Visible to Intel only — GUID: vua1506229611776
Ixiasoft
Visible to Intel only — GUID: vua1506229611776
Ixiasoft
1.2.3. Memory and Cache Hierarchy
The CCI-P protocol provides a cache hint mechanism. Advanced AFU developers can use this mechanism to tune for performance. This section describes the memory and cache hierarchy for both the Intel® FPGA PAC and Integrated FPGA Platform. The CCI-P provided control mechanisms are discussed in the " Intel® FPGA PAC" and "Integrated FPGA Platform" sections, below.
Intel® FPGA PAC
- Processor Synchronous Dynamic Random Access Memory (SDRAM), referred to as host memory
- FPGA attached SDRAM, referred to as local memory
AFU requests targeted to CPU memory over PCIe, can be serviced by the Processor-side, as shown in Figure 4.
- A read request received has a lower latency than reading from the SDRAM (denoted (A.2)).
- A write request hint can be used to instruct the Last Level Cache how to treat the data written (for example: cacheable, non-cacheable, and locality).

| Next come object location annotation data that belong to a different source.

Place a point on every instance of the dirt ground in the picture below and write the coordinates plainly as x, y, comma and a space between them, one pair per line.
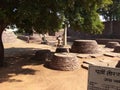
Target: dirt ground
22, 72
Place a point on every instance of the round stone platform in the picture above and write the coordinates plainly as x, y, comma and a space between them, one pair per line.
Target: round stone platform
112, 44
85, 46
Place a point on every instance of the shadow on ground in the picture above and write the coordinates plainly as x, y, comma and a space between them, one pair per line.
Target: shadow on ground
15, 59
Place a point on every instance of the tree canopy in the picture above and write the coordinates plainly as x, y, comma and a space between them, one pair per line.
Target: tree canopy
112, 12
50, 15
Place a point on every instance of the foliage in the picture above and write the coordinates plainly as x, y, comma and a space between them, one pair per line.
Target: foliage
46, 15
112, 12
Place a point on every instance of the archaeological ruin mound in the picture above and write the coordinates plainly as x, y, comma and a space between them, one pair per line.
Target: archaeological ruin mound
112, 44
64, 61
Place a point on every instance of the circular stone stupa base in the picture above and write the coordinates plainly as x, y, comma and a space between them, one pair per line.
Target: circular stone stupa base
112, 44
64, 62
85, 47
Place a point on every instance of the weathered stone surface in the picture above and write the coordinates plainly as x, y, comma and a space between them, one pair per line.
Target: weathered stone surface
9, 37
64, 61
117, 49
43, 55
112, 44
62, 49
85, 46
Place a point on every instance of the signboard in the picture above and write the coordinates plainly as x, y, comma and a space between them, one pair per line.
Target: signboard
103, 78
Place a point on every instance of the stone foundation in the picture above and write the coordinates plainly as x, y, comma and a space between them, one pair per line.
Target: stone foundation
112, 44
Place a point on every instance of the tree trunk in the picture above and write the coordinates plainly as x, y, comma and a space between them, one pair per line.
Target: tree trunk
65, 36
1, 48
2, 27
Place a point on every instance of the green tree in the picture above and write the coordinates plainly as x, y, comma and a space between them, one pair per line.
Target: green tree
112, 12
50, 15
7, 12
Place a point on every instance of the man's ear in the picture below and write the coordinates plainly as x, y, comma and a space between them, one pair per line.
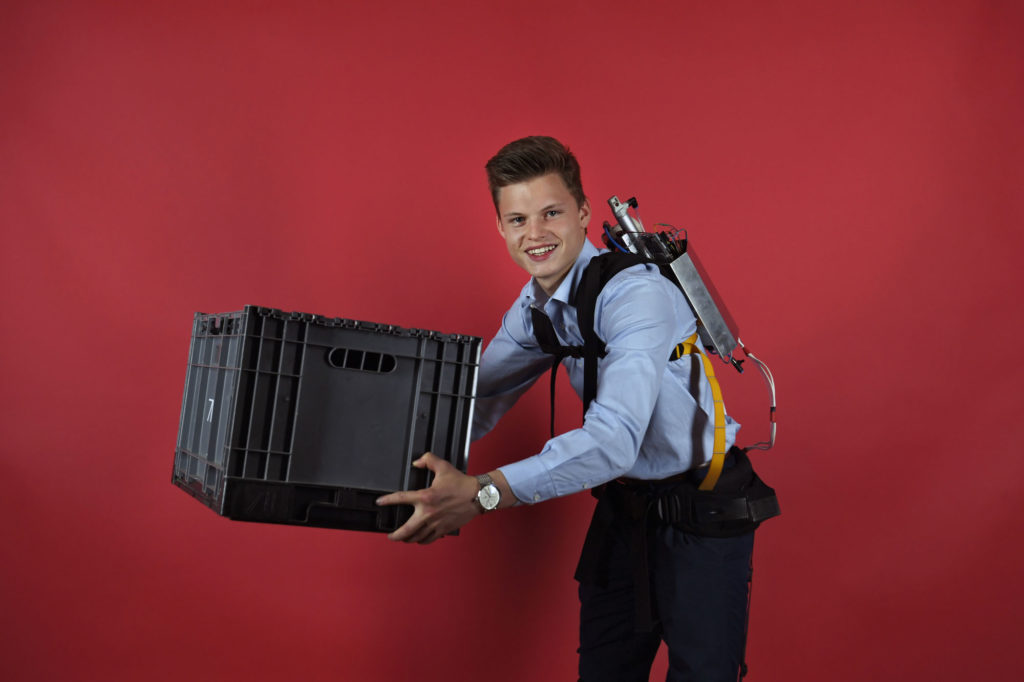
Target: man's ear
585, 212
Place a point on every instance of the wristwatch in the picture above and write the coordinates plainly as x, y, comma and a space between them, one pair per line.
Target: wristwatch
488, 496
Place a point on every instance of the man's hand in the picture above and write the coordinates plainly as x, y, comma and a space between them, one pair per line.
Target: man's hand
444, 507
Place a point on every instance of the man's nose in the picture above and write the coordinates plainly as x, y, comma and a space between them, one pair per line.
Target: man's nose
535, 228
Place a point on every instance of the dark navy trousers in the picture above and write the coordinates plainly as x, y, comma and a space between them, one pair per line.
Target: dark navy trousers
699, 591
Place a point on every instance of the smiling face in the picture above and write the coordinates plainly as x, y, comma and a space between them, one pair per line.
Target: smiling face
543, 226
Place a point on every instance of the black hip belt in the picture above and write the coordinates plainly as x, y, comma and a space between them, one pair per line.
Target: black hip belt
737, 506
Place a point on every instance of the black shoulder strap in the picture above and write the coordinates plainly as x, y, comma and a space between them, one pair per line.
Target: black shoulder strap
600, 269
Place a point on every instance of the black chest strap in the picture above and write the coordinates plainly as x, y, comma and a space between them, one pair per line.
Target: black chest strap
597, 273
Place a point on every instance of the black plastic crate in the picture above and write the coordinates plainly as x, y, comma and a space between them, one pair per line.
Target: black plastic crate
293, 418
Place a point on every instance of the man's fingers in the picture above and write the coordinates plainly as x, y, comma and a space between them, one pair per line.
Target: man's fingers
399, 498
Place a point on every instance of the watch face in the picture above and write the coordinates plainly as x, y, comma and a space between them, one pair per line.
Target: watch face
488, 497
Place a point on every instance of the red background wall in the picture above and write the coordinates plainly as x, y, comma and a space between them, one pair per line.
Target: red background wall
851, 172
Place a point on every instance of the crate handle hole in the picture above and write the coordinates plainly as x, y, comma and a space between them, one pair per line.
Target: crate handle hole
367, 360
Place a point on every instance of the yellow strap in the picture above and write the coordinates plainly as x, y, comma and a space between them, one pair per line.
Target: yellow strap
718, 457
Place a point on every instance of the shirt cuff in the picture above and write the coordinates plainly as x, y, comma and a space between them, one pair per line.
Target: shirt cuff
528, 479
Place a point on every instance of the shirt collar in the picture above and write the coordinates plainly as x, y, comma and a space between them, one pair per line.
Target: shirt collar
564, 292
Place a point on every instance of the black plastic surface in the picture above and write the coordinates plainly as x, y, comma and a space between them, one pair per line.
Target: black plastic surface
292, 418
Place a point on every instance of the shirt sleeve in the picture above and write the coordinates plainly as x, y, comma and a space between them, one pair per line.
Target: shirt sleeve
635, 315
510, 365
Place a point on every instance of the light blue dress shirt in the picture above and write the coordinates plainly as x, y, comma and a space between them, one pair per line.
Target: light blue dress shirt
646, 421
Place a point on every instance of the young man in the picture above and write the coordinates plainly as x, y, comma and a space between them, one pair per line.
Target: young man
642, 581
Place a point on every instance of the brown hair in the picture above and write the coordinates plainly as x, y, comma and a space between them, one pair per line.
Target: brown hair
532, 157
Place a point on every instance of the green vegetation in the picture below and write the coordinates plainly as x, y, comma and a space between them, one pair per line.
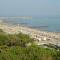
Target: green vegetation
14, 47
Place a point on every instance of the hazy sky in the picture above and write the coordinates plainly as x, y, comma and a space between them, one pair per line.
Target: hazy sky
29, 7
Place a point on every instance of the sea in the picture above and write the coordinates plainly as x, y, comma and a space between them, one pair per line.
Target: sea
51, 24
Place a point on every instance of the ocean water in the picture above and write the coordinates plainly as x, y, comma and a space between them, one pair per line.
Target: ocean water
51, 24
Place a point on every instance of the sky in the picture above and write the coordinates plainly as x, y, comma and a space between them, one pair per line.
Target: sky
29, 7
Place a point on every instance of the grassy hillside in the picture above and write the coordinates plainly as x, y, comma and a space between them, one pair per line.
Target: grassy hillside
14, 47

If a request misses the Last Level Cache, it can be serviced by the SDRAM.
For more information, refer to the WrPush_I request in the CCI-P protocol definition.
Integrated FPGA Platform
- FPGA Cache (A.1)—Intel UPI coherent link extends the Intel® Xeon® processor’s coherency domain to the FPGA cache. Requests hitting in FPGA cache has the lowest latency and highest bandwidth. AFU requests that use VL0 virtual channel and VA requests that are selected to use UPI path, look up the FPGA cache first, and only upon a miss are sent off the chip to the processor.

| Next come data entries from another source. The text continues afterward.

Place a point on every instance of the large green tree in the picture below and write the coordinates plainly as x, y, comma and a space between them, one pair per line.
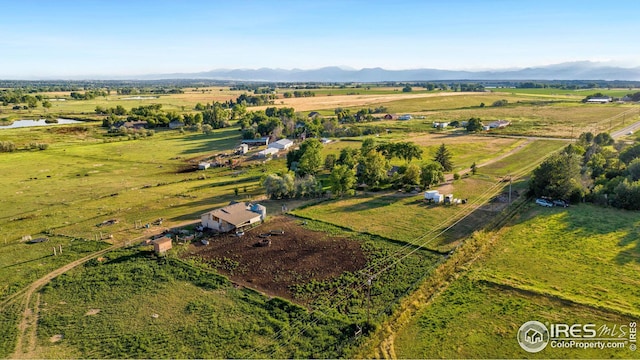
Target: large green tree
372, 168
443, 157
342, 180
474, 125
431, 174
558, 177
308, 159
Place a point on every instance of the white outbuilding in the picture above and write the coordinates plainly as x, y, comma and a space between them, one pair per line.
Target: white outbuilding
282, 144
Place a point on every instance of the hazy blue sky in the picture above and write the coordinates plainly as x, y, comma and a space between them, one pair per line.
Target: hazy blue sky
66, 38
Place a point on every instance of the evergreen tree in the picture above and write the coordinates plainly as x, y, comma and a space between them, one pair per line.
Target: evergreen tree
443, 157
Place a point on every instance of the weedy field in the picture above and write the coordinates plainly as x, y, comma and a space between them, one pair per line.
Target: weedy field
408, 218
550, 265
65, 192
129, 303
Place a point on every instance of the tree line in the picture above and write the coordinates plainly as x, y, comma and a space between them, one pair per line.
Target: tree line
369, 166
595, 169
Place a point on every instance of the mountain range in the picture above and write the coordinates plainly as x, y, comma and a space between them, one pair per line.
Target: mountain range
581, 70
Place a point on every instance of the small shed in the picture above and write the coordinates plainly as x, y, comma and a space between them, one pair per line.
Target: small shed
162, 245
256, 142
176, 124
267, 152
282, 144
242, 149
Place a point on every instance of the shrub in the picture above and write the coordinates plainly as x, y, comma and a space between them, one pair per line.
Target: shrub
7, 146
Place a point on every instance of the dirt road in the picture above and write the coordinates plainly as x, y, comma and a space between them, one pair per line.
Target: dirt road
29, 322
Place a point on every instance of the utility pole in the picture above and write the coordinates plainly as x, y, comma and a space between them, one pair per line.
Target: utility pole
369, 299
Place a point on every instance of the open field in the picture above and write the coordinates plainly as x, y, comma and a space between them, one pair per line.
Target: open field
297, 256
79, 182
473, 319
129, 303
565, 253
400, 210
108, 307
550, 265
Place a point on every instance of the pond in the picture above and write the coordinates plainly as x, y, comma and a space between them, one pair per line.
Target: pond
140, 98
39, 122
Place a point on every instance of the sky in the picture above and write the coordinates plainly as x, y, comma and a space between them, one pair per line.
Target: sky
89, 39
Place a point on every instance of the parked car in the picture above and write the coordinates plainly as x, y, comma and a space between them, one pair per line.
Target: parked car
560, 203
543, 202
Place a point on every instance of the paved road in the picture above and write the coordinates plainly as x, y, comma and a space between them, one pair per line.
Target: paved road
622, 132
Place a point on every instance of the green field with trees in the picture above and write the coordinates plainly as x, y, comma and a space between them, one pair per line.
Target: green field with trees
103, 182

- Processor-side cache (A.2)—A read request that hits the processor-side cache has higher latency than FPGA cache, but lower latency than reading from Processor SDRAM. A write request hint can be used to direct the write to processor-side cache. For more information, refer to WrPush_I request in CCI-P protocol definition.
- Processor SDRAM (A.3)—A request that misses the processor-side cache is serviced by the SDRAM.

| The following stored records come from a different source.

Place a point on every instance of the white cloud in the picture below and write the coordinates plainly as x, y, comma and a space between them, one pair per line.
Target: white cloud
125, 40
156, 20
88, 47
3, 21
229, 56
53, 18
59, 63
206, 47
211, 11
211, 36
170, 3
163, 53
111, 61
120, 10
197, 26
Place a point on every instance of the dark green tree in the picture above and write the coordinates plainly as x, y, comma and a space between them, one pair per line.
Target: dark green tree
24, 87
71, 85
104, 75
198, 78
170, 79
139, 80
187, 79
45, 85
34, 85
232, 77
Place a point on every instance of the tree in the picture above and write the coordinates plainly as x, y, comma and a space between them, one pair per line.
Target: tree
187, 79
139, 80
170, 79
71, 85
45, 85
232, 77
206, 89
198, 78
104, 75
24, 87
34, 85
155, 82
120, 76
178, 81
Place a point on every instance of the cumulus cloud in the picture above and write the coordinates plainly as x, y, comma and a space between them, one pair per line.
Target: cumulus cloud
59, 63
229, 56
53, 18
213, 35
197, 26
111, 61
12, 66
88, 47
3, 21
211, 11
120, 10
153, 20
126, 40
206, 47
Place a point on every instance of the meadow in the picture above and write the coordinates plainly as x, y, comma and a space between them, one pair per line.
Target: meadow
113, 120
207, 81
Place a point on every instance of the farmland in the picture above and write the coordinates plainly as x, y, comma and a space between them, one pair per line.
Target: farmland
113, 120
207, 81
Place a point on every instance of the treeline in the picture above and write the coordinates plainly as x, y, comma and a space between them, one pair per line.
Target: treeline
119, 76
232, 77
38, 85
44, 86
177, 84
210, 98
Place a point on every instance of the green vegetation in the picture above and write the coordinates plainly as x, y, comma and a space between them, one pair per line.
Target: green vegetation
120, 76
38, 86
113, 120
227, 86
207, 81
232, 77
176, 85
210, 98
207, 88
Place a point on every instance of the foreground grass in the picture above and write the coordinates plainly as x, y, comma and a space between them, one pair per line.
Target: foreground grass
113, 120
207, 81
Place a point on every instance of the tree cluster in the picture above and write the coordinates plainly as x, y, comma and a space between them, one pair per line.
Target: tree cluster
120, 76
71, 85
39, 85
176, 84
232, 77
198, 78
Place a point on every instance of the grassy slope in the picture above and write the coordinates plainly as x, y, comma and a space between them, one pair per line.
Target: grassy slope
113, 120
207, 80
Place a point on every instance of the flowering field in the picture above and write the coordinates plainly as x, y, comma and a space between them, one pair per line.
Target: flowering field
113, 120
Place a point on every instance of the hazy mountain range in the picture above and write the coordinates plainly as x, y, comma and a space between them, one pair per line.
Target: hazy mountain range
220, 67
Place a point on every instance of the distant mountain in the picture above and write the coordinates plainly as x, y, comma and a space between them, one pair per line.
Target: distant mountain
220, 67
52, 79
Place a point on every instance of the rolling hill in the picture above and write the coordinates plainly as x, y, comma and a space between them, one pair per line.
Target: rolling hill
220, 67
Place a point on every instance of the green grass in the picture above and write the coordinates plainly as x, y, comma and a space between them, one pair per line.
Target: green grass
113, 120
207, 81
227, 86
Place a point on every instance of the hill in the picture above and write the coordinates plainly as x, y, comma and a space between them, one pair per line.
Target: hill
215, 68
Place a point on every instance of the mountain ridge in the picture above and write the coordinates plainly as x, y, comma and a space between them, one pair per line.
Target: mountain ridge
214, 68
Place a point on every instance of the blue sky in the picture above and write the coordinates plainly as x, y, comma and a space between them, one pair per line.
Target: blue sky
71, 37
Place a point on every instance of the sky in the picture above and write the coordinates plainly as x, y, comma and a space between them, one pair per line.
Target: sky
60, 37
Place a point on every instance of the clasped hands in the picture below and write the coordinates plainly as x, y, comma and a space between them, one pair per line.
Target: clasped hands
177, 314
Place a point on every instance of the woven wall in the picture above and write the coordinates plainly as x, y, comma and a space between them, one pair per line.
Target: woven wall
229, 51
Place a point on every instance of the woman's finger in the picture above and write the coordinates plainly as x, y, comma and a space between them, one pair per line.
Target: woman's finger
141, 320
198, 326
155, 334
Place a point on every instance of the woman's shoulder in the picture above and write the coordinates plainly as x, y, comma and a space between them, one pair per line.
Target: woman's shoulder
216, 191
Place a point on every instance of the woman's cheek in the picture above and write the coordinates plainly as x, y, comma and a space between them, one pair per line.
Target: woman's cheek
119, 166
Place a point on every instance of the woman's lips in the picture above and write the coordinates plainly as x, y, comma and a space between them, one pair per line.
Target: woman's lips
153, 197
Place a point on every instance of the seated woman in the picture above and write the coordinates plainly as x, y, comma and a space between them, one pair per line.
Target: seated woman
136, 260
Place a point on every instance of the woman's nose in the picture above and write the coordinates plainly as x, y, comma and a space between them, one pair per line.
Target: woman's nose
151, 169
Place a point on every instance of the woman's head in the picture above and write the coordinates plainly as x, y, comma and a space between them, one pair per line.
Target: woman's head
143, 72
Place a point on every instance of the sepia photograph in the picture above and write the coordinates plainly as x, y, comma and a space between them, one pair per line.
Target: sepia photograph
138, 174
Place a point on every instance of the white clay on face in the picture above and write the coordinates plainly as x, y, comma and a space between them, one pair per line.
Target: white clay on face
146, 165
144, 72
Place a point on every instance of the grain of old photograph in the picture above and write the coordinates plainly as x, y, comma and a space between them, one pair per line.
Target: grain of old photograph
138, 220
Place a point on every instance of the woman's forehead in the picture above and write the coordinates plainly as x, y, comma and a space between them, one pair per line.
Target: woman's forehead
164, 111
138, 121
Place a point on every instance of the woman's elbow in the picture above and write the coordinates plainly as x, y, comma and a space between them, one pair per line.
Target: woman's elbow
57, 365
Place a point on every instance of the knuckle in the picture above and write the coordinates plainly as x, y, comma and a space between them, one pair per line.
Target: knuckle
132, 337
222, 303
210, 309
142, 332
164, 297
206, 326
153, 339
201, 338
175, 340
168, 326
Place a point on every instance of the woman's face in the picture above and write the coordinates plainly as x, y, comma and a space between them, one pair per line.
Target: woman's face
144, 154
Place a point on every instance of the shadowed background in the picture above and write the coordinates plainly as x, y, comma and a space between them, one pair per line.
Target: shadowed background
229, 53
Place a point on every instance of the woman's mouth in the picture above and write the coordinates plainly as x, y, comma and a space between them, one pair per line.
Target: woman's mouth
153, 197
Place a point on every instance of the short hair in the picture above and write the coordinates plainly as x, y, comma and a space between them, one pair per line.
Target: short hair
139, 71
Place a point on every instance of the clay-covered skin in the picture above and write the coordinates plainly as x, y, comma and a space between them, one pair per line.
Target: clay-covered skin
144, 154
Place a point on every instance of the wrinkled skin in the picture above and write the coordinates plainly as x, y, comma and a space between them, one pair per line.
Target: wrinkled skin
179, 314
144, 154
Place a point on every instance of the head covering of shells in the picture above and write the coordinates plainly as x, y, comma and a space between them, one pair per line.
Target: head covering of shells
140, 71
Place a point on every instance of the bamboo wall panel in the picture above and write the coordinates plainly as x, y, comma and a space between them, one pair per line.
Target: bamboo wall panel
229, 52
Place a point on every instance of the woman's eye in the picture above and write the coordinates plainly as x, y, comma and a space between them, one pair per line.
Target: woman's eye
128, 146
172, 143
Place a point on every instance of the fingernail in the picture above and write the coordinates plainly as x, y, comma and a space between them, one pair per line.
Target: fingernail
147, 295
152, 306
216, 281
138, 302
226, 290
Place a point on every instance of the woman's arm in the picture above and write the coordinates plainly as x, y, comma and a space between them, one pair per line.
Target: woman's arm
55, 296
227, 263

The data access latencies increase from (A.1) to (A.3).
One limitation of the VC steering logic is that it does not factor the cache locality in the steering decision. The VC steering decision is made before the cache lookup. This means a request can get steered to VH0 or VH1 even though the cache line is in the FPGA cache. Such a request may incur an additional latency penalty, because the processor may have to snoop the FPGA cache in order to complete the request. If the AFU knows about the locality of accesses, then it may be beneficial to use VL0 virtual channel to exploit the cache locality.